PDF parsing and Extracting Data

shivani_soni · March 9, 2022, 7:20am

Hi,
I want to extract the table from multiple pdf files and write it to excel. The first page of the pdf contains some text and from 2nd page onwards the table, while in some pdfs the table starts from page one itself. The issue is that from all the records present in the table some records are not extracted i.e. from 6000 rows only 4000 rows are extracted rest are omitted. What can be done to get all the present records? Can anyone guide me with this. For different pdfs the column orders can be different and also extra column can also be there. I can’t seem to find standard solution for this.

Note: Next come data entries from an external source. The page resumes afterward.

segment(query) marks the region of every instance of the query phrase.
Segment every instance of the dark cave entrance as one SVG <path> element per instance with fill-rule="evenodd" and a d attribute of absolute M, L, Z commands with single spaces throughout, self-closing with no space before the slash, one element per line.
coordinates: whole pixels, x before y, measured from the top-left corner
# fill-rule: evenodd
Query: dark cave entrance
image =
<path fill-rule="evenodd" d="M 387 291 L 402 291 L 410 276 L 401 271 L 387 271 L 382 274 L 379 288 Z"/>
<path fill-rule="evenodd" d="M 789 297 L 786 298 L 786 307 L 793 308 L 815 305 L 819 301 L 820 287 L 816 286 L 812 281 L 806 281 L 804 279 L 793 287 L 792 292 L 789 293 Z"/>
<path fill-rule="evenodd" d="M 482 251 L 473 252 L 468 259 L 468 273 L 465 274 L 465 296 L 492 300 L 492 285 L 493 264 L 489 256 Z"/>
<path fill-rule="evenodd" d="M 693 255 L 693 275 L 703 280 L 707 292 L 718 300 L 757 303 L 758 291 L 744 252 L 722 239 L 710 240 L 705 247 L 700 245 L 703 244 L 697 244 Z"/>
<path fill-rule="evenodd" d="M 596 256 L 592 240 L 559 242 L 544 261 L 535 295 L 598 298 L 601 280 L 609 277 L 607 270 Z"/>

elsamuel · March 9, 2022, 7:29am

What approach have you taken? Can you post your workflow and/or the pdfs? What’s your desired outcome?

I’ve had great success extracting tables with thousands of rows from multi-page pdfs, containing preamble text on the first page and other information like footnotes, using the Tika Parser node in combination with manipulation nodes like the Row Filter, Transpose, Cell Splitter, Regex Extractor, and String Manipulation nodes.

shivani_soni · March 9, 2022, 9:19am

I have used Tika Parser node to read all the pdf files present in a folder, followed by cell splitter for splitting cell by \n-new line as delimiter, filtering nodes to filter out blank columns and rows. And than regex split for splitting rows into column. First column contains Serial number-numerical format, Second column contains alphanumeric values where the value starts with U followed by number and than mixed characters with the specific length of 24 characters. And last column should contain words i.e. names only characters no numbers.
I want the S/N, CIN, & Company name from these.

Sample pdf screen shots attached here with different table format and number of column are attached herewith:

mlauber71 · March 9, 2022, 9:40am

@shivani_soni you could try and use the R package tabulizer. Maybe you could provide us with an example.

How to install R: KNIME guide and collection.

shivani_soni · March 21, 2022, 11:59am

Can we solve this without using any external libraries or packages i.e. R tabulizer package or tabula library of java? Plus there are some errors in recognizing the characters in the data parsed by the tikka parser for example for some of the entries in the column CIN number letters such as M is recognized as 1V1, J as 1 or /, H as 1-1 etc. What can be done for such cases?

mlauber71 · March 21, 2022, 12:21pm

@shivani_soni there was an example and a discussion doing this with just KNIME nodes. But I think I was not able to use that whith the example I have cited. Maybe you could give it a try or provide us with an example:

system · June 19, 2022, 12:21pm

This topic was automatically closed 90 days after the last reply. New replies are no longer allowed.